Ciuman Pertama Aruna

IV-117. Bermain Teka-teki



IV-117. Bermain Teka-teki

0[Dua orang yang kau cari berada di tempat yang sama. Ini menakjubkan. Aku akan mengirim informasi tersebut pada rekan-rekan kita,] Rey terlihat tak sabar ketika dia lekas membuat panggilan, selepas mengirim pesan.     

[Jangan dulu!] Suara Gibran terdengar khawatir, [Temui aku. Mari kita bicara].     

.     

.     

"Kau tak akan percaya apa yang aku lihat," mobil menderu membawa lelaki bersurai hitam dan putra Barga sebagai pengemudinya. "Adikmu dan Hendra, mereka berjalan bersama," ujar Rey berikutnya.     

Terlihat tak terkejut, Gibran sekedar mengangguk ringan. "Dengan begitu, dia akan aman dari ayah kami,".     

"Aku tahu kau menyesal memintanya menjadi mata-mata di keluarga itu dan mereka menjadi dekat, tapi bukan berarti kau akan membiarkan dia mendukung musuh kita," dari kalimat yang diucapkan putra Barga, jelas pemuda itu terlihat keberatan mendengar kalimat Gibran.     

"Aku tidak pernah memintanya berada di keluarga pesaing kita, dia yang memilih masuk dan menjadi bagian mereka," Gibran menutup percakapan dengan tak lagi menanggapi apapun kalimat yang keluar dari bibir Rey berikutnya. Seburuk-buruknya hubungan dia dengan Gesang, masih ada sesuatu yang mustahil sirna dari angannya, bahwa adiknya banyak menderita dan pria tersebut berharap si bungsu selalu dalam keadaan baik.     

"Beritahu Bianca untuk mengirimkan surat resmi ku pada Mahendra, aku ingin bertemu dengannya sebagai pertemuan bisnis.

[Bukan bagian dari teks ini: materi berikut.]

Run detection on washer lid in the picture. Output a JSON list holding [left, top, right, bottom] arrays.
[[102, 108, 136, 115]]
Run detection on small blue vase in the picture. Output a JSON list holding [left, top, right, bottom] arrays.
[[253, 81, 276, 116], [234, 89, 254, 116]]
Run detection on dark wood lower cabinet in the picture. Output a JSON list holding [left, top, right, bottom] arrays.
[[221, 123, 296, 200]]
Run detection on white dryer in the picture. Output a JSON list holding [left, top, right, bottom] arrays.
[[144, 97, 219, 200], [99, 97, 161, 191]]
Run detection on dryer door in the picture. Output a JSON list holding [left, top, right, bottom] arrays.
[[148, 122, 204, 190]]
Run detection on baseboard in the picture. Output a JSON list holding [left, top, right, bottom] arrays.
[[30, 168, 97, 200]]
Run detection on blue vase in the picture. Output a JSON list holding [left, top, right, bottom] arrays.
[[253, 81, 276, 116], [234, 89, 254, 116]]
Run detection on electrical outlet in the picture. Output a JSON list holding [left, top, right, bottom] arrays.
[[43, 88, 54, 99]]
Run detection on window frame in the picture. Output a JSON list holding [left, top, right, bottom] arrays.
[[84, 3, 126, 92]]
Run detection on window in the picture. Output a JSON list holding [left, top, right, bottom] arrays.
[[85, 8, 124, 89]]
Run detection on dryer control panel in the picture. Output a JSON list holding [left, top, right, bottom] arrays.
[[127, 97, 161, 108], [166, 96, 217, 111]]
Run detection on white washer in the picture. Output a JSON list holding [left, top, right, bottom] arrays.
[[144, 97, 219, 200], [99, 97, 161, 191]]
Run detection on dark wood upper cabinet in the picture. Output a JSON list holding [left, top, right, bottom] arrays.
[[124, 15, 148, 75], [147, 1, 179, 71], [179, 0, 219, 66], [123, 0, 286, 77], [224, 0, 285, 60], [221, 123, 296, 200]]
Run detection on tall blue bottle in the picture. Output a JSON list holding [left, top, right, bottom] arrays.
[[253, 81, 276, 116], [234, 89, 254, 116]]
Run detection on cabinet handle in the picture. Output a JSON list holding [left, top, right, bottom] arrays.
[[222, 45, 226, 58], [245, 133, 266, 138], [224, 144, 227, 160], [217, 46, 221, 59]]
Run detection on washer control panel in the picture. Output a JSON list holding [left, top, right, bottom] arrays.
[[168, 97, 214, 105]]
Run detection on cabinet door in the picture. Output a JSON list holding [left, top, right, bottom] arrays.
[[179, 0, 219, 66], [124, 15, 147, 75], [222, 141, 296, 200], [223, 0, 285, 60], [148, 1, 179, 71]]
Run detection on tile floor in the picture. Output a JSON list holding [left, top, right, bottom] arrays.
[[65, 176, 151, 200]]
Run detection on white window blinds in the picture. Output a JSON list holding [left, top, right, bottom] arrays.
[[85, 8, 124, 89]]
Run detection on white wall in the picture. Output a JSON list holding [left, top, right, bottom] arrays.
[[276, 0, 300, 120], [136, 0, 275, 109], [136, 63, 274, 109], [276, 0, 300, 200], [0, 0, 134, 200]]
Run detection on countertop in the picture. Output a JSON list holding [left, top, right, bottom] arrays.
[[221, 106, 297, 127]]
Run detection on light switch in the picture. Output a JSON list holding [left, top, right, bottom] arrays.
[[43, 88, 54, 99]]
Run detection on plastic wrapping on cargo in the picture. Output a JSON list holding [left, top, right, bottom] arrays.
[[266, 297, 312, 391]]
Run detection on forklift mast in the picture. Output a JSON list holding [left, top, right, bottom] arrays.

Maaf, aku sempat gegabah dan melibatkanmu," Gibran meninggalkan mobil tersebut dan meminta kendaraan lain membawanya ke suatu tempat.     

***     

"Istri di dalam tuan," Tita menghentikan langkah Mahendra dengan kabar yang dia selipkan di antara langkah gesit pria itu menuju ruangannya. Merenung sejenak, lelaki dengan surai coklat dan mata biru cemerlang itu menoleh pada Herry dan meminta ajudan tersebut membawa pergi Juan dari hadapannya. "Temui human resource kita dan minta mereka memberi anak ini pekerjaan," ujarnya, memberi perintah pada ajudannya.     

"Apa aku tak bisa punya tempat seperti Herry?" Juan menyelipkan ke-engganannya.     

"Jangan melewati batasmu, ikuti perintahku," dan Mahendra baru beranjak menuju ruangan, selepas dia melihat dua pemuda itu menghilang dari tatapannya.     

"Istriku di dalam sendirian?" dia berjalan mendekati meja resepsionis yang khusus menangani ruang kerjanya dan ruang meeting yang biasa digunakan tuan muda Djoyodiningrat mengatur pertemuan mereka.     

"Tadi bersama dua orang, lelaki dengan rambut panjang berwarna platinum dan perempuan berseragam hitam, tapi kemudian mereka berdua keluar bersama. Sepertinya, nona menginginkan mereka meninggalkan ruangan anda," jawab Tita. Suaranya menyenangkan untuk diperdengarkan.     

"Oh, baiklah," Mahendra menghela nafas sejenak sebelum memutar daun pintu dan lekas menyadari seseorang di dalam berdiri untuknya. "Sudah lama, sayang?" ujarnya ringan, berjalan lebih cepat untuk menyambut perempuan hamil yang menawarkan pelukan.     

"Tidak juga," balas Aruna yang detik berikutnya memilih duduk kembali di sofa, "Aku membawakan sesuatu untukmu," dia mendorong bekal makan yang dia letakkan di atas meja. Perempuan hamil dengan dress berwarna krem itu menunggu dengan tidak sabar detik ini. Mereka tak bicara dengan benar tadi pagi.     

"Kau membuatnya?" mencoba menghibur istrinya dengan cara terbaik, Mahendra menampilkan ekspresi pura-pura terkejut dan senyum yang mengembang.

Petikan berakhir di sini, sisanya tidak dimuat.